Arresting Officers Not Charged
The report filed in the Gray case by assistant state medical examiner Carol Allan, however, concluded that Gray’s injuries were caused between the second and fourth stops the police van made on its circuitous 40-minute journey that day.
Allan said she concluded the severe spinal injury Gray suffered happened when Gray got himself in a standing position inside the van and and fell.
That’s the premise of the charges State’s Attorney Marilyn Mosby filed against Porter and the other officers.
But for residents of Sandtown, vivid images of from the video remain chilling and conclusive.
“It’s so sad. They were dragging him. His legs were already broke, they weren’t working,” said Ty Vance, 20, Jackson’s niece.
“He was already screaming and hollering,” said Darnell Lambirth, deacon-elect at Riverbrook Road Impact Church, who was assisting in a soup-and-sandwich giveaway on Fulton Avenue.
Lambirth said he believes what he was told by a physical therapist who watched the video: “Gray was already paralyzed when they picked him up off the ground.”
“I Haven’t Given Up”
Not everyone yesterday was pessimistic about the area where the civil unrest occurred in April.
Dyer said he bought a house on Fulton, two blocks from the North Avenue intersection a couple of years ago because “I heard good things about Baltimore.”
Dyer said he’s originally from Trinidad and lived most recently in New York and invested in the area because it is affordable and has potential, despite the blight.
The rioting “was scary” he said, noting that the CVS drug store on North Avenue was the only place where a neighbor on dialysis could get her medications.
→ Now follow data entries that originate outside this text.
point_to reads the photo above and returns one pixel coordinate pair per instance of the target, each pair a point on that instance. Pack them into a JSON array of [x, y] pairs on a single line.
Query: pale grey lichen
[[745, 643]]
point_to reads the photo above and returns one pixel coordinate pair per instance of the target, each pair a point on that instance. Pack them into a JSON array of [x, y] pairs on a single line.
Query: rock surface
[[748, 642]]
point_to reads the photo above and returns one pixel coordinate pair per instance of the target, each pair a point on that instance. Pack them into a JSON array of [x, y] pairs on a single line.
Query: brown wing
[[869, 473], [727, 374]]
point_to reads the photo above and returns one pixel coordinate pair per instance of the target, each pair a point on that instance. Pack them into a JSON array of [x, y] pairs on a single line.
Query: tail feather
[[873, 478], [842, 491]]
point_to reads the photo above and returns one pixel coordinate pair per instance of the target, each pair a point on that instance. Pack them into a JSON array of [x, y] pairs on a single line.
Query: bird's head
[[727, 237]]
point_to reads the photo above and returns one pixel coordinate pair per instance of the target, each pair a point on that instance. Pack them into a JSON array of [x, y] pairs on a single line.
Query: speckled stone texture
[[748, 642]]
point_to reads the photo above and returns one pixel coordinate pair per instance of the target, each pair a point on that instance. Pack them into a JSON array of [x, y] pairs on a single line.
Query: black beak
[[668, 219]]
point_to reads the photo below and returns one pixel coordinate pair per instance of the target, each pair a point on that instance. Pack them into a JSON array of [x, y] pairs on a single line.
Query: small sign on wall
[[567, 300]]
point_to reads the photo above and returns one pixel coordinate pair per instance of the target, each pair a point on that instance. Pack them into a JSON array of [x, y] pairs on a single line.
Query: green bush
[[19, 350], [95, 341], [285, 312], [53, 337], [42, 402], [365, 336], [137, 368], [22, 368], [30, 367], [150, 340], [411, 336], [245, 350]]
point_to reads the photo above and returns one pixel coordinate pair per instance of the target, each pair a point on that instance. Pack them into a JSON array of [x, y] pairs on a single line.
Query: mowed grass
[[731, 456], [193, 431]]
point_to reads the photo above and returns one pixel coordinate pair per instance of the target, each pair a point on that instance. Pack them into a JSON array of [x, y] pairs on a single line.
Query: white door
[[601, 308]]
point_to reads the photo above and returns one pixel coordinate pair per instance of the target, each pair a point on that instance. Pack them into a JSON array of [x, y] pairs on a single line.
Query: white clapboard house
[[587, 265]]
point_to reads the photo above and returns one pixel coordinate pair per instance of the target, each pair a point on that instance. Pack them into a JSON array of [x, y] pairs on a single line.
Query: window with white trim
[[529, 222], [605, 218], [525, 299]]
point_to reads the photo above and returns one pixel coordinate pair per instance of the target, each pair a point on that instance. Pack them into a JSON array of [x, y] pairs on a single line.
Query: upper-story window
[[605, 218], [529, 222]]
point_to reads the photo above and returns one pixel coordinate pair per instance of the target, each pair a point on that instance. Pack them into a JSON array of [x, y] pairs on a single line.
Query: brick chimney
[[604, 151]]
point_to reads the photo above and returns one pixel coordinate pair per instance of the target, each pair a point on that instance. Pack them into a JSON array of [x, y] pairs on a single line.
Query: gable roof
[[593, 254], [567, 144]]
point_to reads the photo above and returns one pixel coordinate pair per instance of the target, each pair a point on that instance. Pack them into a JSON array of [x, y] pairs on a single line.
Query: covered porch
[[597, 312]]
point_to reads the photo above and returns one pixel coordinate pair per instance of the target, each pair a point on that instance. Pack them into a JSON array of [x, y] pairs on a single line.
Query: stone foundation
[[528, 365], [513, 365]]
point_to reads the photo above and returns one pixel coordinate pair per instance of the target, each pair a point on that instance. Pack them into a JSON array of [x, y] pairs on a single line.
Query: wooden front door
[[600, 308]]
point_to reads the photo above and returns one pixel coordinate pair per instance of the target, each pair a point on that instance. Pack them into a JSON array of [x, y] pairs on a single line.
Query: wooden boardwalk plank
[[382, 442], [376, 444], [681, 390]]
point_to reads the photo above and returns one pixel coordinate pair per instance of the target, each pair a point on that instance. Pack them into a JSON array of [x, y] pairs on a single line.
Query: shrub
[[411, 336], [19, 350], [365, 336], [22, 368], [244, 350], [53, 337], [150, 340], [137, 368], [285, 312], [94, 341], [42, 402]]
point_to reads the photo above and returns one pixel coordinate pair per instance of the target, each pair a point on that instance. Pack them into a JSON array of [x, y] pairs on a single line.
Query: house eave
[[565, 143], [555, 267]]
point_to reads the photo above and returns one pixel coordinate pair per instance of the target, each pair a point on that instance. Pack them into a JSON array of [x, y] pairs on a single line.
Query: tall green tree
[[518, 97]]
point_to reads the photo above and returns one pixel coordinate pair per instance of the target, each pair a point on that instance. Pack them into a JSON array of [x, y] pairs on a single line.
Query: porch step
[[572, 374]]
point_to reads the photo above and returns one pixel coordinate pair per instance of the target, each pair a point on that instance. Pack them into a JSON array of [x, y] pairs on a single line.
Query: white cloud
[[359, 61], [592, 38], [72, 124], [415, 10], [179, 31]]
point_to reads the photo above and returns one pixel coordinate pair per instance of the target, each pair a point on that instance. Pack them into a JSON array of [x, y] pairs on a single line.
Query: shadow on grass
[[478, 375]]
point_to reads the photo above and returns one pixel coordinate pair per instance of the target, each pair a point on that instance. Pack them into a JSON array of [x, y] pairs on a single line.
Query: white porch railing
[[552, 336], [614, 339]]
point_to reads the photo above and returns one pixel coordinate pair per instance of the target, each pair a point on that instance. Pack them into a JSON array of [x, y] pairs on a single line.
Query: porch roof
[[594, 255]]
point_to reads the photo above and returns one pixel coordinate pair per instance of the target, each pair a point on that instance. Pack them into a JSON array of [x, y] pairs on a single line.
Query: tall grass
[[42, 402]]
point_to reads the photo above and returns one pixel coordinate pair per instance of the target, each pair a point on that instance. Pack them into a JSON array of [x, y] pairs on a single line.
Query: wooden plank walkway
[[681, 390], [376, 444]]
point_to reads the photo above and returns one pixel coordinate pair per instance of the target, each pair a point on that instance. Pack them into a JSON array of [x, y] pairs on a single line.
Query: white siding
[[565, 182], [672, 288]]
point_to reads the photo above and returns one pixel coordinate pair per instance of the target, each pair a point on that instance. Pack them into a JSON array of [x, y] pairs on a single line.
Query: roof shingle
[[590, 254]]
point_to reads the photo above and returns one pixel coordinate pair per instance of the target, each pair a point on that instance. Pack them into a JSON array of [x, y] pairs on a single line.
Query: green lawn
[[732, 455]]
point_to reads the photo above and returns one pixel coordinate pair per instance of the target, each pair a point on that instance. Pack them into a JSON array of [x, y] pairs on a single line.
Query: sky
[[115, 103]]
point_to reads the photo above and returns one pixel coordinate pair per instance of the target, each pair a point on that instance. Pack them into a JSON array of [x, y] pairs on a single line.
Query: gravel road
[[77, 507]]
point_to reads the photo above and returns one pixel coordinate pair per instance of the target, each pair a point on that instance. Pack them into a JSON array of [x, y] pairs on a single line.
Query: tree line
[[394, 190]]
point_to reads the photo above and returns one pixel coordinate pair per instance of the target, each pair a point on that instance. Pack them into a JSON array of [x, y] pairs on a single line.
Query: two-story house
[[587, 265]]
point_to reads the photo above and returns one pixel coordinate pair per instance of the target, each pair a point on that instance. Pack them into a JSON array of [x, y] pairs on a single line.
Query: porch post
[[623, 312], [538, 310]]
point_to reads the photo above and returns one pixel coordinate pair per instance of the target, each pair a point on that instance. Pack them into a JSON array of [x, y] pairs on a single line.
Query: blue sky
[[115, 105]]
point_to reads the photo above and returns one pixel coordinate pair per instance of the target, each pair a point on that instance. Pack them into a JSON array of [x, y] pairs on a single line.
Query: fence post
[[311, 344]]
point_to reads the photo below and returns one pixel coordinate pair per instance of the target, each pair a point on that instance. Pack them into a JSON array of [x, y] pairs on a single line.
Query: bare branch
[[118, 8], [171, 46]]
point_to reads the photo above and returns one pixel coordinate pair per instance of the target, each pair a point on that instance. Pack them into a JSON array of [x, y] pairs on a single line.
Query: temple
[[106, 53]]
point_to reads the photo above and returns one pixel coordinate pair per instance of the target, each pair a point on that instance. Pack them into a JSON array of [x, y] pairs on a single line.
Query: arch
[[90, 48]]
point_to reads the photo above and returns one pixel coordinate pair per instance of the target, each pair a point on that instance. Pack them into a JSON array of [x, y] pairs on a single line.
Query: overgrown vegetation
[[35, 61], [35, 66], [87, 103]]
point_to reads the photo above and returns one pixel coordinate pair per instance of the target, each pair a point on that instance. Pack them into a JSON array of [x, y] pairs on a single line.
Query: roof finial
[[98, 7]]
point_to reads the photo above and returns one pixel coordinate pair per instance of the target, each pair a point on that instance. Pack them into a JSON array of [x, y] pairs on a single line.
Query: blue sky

The CVS, burned in the rioting, has not been rebuilt, he pointedly noted.
“But I haven’t given up on this place,” said Dyer, who leaves his house at 4:30 a.m. every morning to commute to his maintenance job in Washington.
Dyer said he sweeps the street, paints the boards covering the window next to his “to make it look like someone lives there” and is hoping to open a laundromat in a dilapidated corner building.
He wants to talk to city officials to get some help with vacants, trash and absentee landlords: “We need some group action.”
Police Overreact
But poor relations between the police and the community remain a barrier to making the neighborhood livable, several residents said.
“Some police officers can be very, very cruddy in their behavior,” said Omar Adams, who was walking with Khumari, 5, on his shoulders.
“I don’t know how come they overreact, even with people who aren’t doing anything, and do dumb stuff. Make things worse,” he said.
Lambirth, a volunteer firefighter in Baltimore County, said he was disturbed by what Porter allegedly did – fail to get medical help for Gray.
“Being a firefighter myself, I know you gotta take it seriously when someone says they need help,” he said.
Lambirth said he knows some defense witnesses have been saying that police officers in Baltimore often encounter people faking illness and rarely put seat-belts on people they are transporting in vans. But he says that’s “no excuse.”
Lambirth winces when he talks about the Porter case (“It hurts to see an officer get in trouble.”), but he thinks prosecutors are right to pursue the case, even if responsibility for Gray’s death is diffuse.
“Somebody should have to answer and pay for what happened,” he said. “That’s the only way things are going to change.”